When both integrations are run manually at 10am, they both run fine.  So this is not a fluke, and it is occurring consistently now.


"Hey IT manager, for the second week in a row, we received the SQL Server connection error at 1am. It's occurring with two different integrations, so there is definitely something causing this. Can you please look into this again?"


IT Manager, 1 minute later:  "I was able to figure out the cause of the problem.  We are shutting down our GP SQL Server every night from 10pm to 5am."


Face.  Palm.


I actually encounter this on a regular basis.  Fortunately in this case, it turned out to be a blatantly obvious cause--the IT manager had just forgotten about the change to the server maintenance schedule.  But once he remembered, we had our explanation.

But usually, the problem is less obvious and much more difficult to track down.
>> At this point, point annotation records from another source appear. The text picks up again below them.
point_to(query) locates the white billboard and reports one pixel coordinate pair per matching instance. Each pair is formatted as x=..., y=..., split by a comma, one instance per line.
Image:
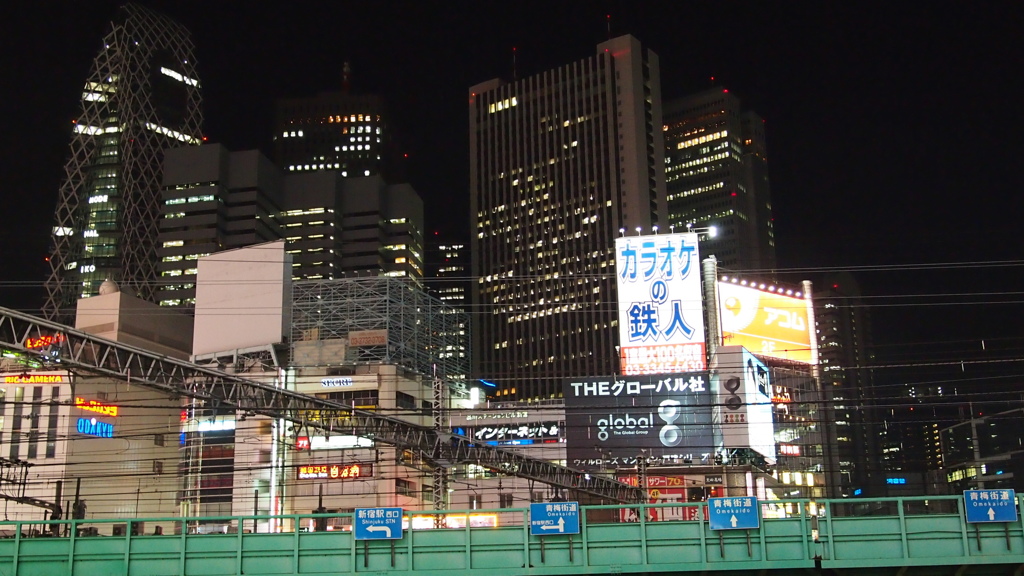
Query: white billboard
x=660, y=316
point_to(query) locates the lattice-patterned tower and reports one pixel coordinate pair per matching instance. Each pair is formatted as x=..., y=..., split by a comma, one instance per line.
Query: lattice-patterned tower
x=142, y=95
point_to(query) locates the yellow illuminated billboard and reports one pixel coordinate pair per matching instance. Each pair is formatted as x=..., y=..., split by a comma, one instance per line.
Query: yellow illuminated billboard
x=766, y=323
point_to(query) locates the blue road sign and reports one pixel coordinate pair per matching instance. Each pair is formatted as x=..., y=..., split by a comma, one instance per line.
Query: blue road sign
x=554, y=518
x=990, y=505
x=733, y=513
x=377, y=524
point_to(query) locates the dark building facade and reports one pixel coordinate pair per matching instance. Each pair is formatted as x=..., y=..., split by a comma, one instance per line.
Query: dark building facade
x=845, y=360
x=336, y=227
x=559, y=162
x=350, y=133
x=141, y=96
x=448, y=270
x=717, y=175
x=213, y=200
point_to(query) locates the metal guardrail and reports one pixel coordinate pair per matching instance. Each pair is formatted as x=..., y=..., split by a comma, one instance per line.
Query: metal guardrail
x=884, y=536
x=179, y=378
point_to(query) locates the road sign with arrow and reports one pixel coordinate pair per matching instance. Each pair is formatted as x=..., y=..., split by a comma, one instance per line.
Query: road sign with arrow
x=733, y=513
x=990, y=505
x=554, y=518
x=378, y=524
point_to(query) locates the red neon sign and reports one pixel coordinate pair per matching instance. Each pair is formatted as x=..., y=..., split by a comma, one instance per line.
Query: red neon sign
x=43, y=341
x=97, y=407
x=334, y=471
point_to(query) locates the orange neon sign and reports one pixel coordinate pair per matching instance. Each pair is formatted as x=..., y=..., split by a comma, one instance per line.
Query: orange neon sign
x=766, y=323
x=93, y=406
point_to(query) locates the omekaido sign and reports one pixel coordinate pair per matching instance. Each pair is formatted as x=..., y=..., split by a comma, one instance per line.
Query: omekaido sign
x=660, y=319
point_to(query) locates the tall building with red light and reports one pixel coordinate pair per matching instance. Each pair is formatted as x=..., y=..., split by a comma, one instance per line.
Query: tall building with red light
x=342, y=131
x=141, y=96
x=717, y=175
x=560, y=162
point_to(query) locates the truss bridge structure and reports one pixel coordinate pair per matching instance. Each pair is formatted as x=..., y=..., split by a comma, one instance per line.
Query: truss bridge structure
x=89, y=354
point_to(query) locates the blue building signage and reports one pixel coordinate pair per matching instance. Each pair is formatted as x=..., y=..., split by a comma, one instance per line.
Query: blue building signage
x=554, y=518
x=378, y=524
x=92, y=426
x=733, y=513
x=990, y=505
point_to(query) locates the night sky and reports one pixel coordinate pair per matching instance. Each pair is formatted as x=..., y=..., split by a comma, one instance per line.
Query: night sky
x=894, y=133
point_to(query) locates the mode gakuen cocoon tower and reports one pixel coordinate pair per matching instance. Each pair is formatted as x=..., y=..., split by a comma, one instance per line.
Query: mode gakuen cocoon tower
x=141, y=96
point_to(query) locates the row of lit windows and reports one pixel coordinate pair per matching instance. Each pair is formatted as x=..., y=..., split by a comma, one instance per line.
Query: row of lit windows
x=701, y=160
x=695, y=191
x=344, y=173
x=190, y=199
x=701, y=139
x=503, y=105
It could be a bad switch or network card that causes intermittent SQL connection errors.  It could be custom code that only fires at certain times, locking or blocking SQL resources, causing seemingly random SQL command timeouts that get blamed on your software.  I've even had a situation where a Veeam backup of a completely different VM caused the host machine to drop network connections for other VMs. (a Veeam bug that I believe has been fixed)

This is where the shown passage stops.